247 – Ministros do Supremo Tribunal Federal (STF) avaliam que a crise instaurada na corte após a revelação de mensagens trocadas entre o empresário Daniel Vorcaro e o ministro Alexandre de Moraes não possui qualquer perspectiva de solução no curto prazo, informa Bela Megale, do jornal O Globo. A percepção de ao menos cinco magistrados do tribunal é de que o cenário de tensão continuará se agravando, uma vez que nem Moraes nem o ministro André Mendonça demonstram disposição para uma trégua e sinalizam que podem, inclusive, “dobrar a aposta” no confronto.
No centro da disputa, o ministro André Mendonça tem deixado claro a interlocutores que não avalia a possibilidade de deixar a relatoria das investigações sobre o caso Master. O eventual afastamento ou renúncia de Mendonça do comando do processo havia passado a ser aventado por integrantes do próprio STF como uma alternativa para estancar o desgaste e conter a crise institucional.
Por outro lado, o ministro Alexandre de Moraes tem indicado que insistirá para que avance um procedimento investigativo voltado contra André Mendonça. A iniciativa de Moraes fundamenta-se em um documento produzido pela Polícia Federal que aponta uma suposta assimetria na conduta do colega ao dispensar tratamentos distintos a políticos envolvidos na apuração do caso Master. De acordo com aliados, caso esse primeiro requerimento não alcance resultados ou não prospere na corte, Moraes mantém outras estratégias e elementos guardados para tentar emplacar a abertura de investigações contra o colega de plenário.

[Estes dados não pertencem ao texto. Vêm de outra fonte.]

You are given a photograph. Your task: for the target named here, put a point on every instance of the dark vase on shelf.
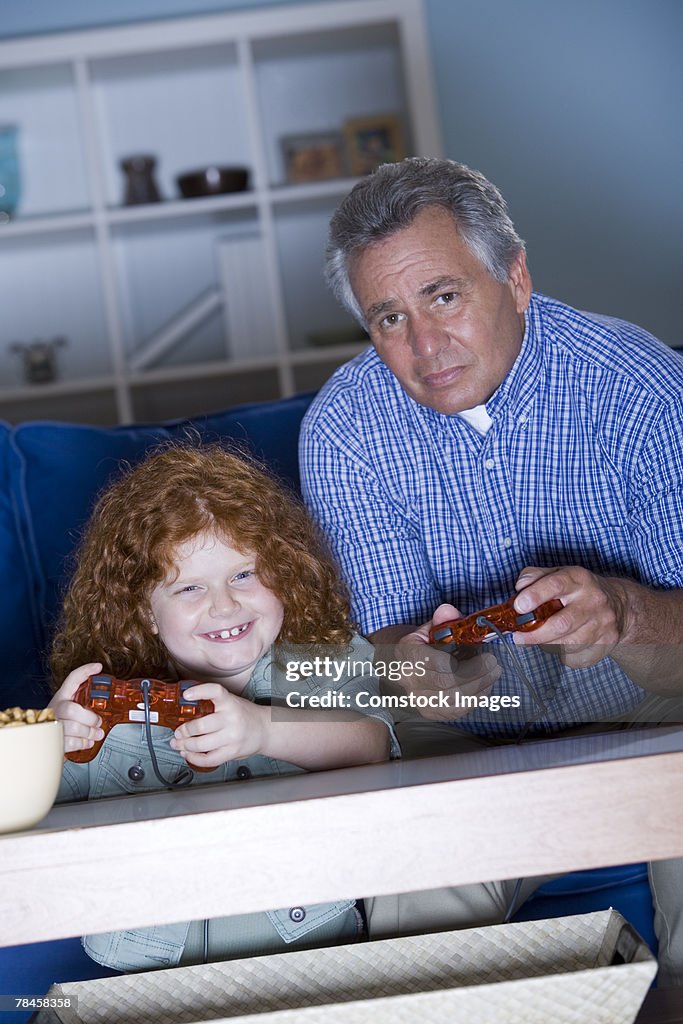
(140, 185)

O clima de tensão atingiu um nível tão elevado antes da sessão plenária de quarta-feira (2) — a primeira em que Alexandre de Moraes e André Mendonça se reencontrariam presencialmente após o início do escândalo — que a possibilidade de realizar o julgamento de forma inteiramente virtual chegou a ser abertamente debatida pela cúpula do tribunal. A avaliação final dos magistrados, contudo, foi de que alterar a agenda do plenário às vésperas da sessão traria um impacto ainda mais negativo e evidenciaria ainda mais o desgaste interno do tribunal.
Durante as discussões prévias para contornar o mal-estar público, André Mendonça chegou a ser aconselhado por colegas da corte a acompanhar e participar da sessão por meio de videoconferência. O ministro, no entanto, rejeitou expressamente a sugestão e fez questão de comparecer presencialmente ao plenário, mantendo sua atuação presencial em meio ao acirramento da crise.